他の研究の予測モデルとは異なり、OLTSPの実際の要求はその到着時間と位置に関連しており、予測された要求と一致しないかもしれない。
我々の主な成果は、様々な予測モデルと設計アルゴリズムを研究し、異なる設定で最もよく知られた結果を改善することである。
論文 参考訳(メタデータ) (2022-06-30T15:35:53Z) - Online Algorithms with Multiple Predictions [17.803569868141647]
本稿では,複数の機械学習予測を付加したオンラインアルゴリズムについて検討する。
我々のアルゴリズムは、オンラインアルゴリズムの古典的ポテンシャルに基づく分析に予測の利用を取り入れている。
論文 参考訳(メタデータ) (2022-05-08T17:33:01Z) - Non-Clairvoyant Scheduling with Predictions Revisited [77.86290991564829]
非論理的スケジューリングでは、優先度不明な処理条件でジョブをスケジューリングするためのオンライン戦略を見つけることが課題である。
我々はこのよく研究された問題を、アルゴリズム設計に(信頼できない)予測を統合する、最近人気の高い学習強化された設定で再検討する。
これらの予測には所望の特性があり, 高い性能保証を有するアルゴリズムと同様に, 自然な誤差測定が可能であることを示す。
論文 参考訳(メタデータ) (2022-02-21T13:18:11Z) - Learning Predictions for Algorithms with Predictions [49.341241064279714]
予測器を学習するアルゴリズムに対して,一般的な設計手法を導入する。
オンライン学習の手法を応用して、敵のインスタンスに対して学習し、堅牢性と一貫性のあるトレードオフを調整し、新しい統計的保証を得る。
両部マッチング,ページマイグレーション,スキーレンタル,ジョブスケジューリングの手法を解析することにより,学習アルゴリズムの導出におけるアプローチの有効性を実証する。
論文 参考訳(メタデータ) (2022-02-18T17:25:43Z) - Robustification of Online Graph Exploration Methods [59.50307752165016]
我々は、古典的で有名なオンライングラフ探索問題の学習強化版について研究する。
本稿では,予測をよく知られたNearest Neighbor(NN)アルゴリズムに自然に統合するアルゴリズムを提案する。

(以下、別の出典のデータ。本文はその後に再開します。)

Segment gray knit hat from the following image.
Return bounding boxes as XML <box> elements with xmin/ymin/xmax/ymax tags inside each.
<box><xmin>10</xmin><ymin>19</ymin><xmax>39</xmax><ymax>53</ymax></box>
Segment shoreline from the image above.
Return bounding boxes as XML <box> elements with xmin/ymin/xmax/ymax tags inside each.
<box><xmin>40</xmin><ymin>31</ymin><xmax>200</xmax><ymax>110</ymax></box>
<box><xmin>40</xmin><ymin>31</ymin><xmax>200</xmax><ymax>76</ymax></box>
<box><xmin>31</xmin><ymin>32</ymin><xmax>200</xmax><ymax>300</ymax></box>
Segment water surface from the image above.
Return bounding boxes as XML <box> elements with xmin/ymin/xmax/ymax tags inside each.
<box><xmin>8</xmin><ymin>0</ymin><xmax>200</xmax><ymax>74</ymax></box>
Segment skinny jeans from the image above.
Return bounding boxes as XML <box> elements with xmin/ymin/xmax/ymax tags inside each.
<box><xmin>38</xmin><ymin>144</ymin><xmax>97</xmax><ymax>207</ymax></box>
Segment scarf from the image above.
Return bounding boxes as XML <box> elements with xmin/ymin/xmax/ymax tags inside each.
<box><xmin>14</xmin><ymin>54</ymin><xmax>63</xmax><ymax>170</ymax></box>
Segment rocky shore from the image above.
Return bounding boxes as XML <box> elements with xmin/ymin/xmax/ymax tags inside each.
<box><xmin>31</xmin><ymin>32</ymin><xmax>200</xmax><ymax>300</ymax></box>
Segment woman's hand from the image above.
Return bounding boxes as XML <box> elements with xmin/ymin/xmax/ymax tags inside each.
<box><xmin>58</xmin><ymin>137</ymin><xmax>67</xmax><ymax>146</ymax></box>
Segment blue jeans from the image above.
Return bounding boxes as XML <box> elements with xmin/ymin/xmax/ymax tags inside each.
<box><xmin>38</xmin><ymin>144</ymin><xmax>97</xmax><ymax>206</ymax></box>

論文 参考訳(メタデータ) (2021-12-10T10:02:31Z) - Double Coverage with Machine-Learned Advice [100.23487145400833]
オンラインの基本的な$k$-serverの問題を学習強化環境で研究する。
我々のアルゴリズムは任意の k に対してほぼ最適の一貫性-破壊性トレードオフを達成することを示す。
論文 参考訳(メタデータ) (2021-03-02T11:04:33Z) - The Primal-Dual method for Learning Augmented Algorithms [10.2730668356857]
我々は、オンラインアルゴリズムの原始二重法を拡張し、次のアクションについてオンラインアルゴリズムにアドバイスする予測を組み込む。
我々のアルゴリズムは、予測が正確である場合にも、予測が誤解を招くとき、適切な保証を維持しながら、どのオンラインアルゴリズムよりも優れていることを示す。
論文 参考訳(メタデータ) (2020-10-22T11:58:47Z) - Optimal Robustness-Consistency Trade-offs for Learning-Augmented Online
Algorithms [85.97516436641533]
機械学習予測を取り入れたオンラインアルゴリズムの性能向上の課題について検討する。
目標は、一貫性と堅牢性の両方を備えたアルゴリズムを設計することだ。
機械学習予測を用いた競合解析のための非自明な下界の最初のセットを提供する。
論文 参考訳(メタデータ) (2020-10-22T04:51:01Z)
関連論文リストは本サイト内にある論文のタイトル・アブストラクトから自動的に作成しています。
指定された論文の情報です。
本サイトの運営者は本サイト(すべての情報・翻訳含む)の品質を保証せず、本サイト(すべての情報・翻訳含む)を使用して発生したあらゆる結果について一切の責任を負いません。